The McDonnell Douglas F-4 Phantom II is a tandem two-seat, twin-engined, all-weather, long-range supersonic jet interceptor fighter/fighter-bomber originally developed for the United States Navy by McDonnell Aircraft. It first entered service in 1960 with the U.S. Navy. Proving highly adaptable, it was also adopted by the U.S. Marine Corps and the U.S. Air Force, and by the mid-1960s had became a major part of their respective air wings.

The Phantom is a large fighter with a top speed of over Mach 2. It can carry over 18,000 pounds (8,400 kg) of weapons on nine external hard points, including air-to-air and air-to-ground missiles, and various bombs. The F-4, like other interceptors of its time, was designed without an internal cannon, but later models incorporated a M61 Vulcan rotary cannon. Beginning in 1959, it set 15 world records, including an absolute speed record, and an absolute altitude record.

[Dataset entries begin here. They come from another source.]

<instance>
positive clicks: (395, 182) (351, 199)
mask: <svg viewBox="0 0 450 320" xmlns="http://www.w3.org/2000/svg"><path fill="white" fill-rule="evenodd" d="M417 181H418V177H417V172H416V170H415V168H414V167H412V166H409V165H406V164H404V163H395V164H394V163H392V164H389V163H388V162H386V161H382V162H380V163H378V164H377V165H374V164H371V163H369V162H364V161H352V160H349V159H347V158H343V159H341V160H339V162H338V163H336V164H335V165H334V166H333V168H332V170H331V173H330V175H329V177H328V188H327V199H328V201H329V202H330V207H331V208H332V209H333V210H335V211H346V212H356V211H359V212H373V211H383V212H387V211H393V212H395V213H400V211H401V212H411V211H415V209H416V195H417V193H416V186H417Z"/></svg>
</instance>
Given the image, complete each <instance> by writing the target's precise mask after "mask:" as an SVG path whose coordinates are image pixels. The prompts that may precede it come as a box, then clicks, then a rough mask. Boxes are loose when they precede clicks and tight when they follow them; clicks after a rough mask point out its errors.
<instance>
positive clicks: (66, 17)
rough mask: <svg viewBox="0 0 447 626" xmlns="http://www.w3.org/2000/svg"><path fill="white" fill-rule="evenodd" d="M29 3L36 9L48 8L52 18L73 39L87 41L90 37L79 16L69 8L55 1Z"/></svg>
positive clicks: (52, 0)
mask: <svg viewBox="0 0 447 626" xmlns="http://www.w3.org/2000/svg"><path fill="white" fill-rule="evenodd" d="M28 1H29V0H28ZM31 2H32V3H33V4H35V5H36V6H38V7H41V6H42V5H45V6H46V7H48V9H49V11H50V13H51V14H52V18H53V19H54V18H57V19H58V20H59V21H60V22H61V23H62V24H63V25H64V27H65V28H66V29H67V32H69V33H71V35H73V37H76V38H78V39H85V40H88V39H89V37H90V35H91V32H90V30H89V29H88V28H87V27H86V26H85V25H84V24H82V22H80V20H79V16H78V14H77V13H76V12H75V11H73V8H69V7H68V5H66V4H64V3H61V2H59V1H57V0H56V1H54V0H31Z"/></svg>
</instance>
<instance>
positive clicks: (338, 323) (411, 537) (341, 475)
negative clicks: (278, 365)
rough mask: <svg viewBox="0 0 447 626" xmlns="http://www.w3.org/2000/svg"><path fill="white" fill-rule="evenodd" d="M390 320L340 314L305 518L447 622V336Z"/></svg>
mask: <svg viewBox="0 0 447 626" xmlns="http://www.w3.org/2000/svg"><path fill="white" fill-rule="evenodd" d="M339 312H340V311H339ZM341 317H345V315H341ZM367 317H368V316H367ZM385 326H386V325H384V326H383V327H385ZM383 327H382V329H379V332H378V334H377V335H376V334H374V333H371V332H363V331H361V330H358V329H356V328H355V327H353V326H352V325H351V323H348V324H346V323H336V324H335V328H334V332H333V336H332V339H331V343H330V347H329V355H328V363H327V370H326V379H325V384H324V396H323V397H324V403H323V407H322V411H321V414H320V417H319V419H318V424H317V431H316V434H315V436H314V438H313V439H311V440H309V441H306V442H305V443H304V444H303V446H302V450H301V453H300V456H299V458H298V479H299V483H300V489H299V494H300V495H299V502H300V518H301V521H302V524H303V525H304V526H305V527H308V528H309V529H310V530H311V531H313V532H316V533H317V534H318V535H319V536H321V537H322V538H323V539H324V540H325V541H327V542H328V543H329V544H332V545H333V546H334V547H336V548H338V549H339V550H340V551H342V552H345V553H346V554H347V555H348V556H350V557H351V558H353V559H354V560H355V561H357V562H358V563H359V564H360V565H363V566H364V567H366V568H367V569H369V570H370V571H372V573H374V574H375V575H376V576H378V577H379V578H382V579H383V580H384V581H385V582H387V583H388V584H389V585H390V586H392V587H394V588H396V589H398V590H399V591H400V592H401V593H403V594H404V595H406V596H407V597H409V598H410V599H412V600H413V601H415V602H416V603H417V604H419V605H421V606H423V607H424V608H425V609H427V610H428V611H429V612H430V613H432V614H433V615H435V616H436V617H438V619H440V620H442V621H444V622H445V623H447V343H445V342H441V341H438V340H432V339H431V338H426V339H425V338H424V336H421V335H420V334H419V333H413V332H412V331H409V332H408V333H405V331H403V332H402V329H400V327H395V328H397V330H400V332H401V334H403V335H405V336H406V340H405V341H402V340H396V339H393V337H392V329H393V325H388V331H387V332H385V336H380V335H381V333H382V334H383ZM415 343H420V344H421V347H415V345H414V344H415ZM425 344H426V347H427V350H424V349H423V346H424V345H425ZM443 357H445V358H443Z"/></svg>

During the Vietnam War, the USAF had one pilot and two WSOs, and the US Navy one pilot and one RIO, become aces in air-to-air combat.It continued to form a major part of U.S. military air power throughout the 1970s and 1980s, being gradually replaced by more modern aircraft such as the F-15 Eagle and F-16 in the U.S. Air Force; the Grumman F-14 Tomcat and F/A-18 Hornet in the U.S. Navy; and the F/A-18 in the U.S. Marine Corps.

The F-4 Phantom II remained in use by the U.S. in the reconnaissance and Wild Weasel (suppression of enemy air defenses) roles in the 1991 Gulf War, finally leaving service in 1996. It was also the only aircraft used by both U.S. flight demonstration teams: the USAF Thunderbirds (F-4E) and the US Navy Blue Angels (F-4J). Phantoms remain in front line service with seven countries, and in use as an unmanned target in the U.S. Air Force. Phantom production ran from 1958 to 1981, with a total of 5,195 built, making it the most numerous American supersonic military aircraft. The F-4 carries a crew of 2 with a behemoth max take off weight of 61,795lbs! The jet is powered by 2 General Electric (and I thought they only made dishwashers) J79-GE-17A axial compressor turbojets. The F-4 cruises at 585mph with a maximum speed of Mach 2.23 (1472mph) and a service ceiling of 60,000 feet.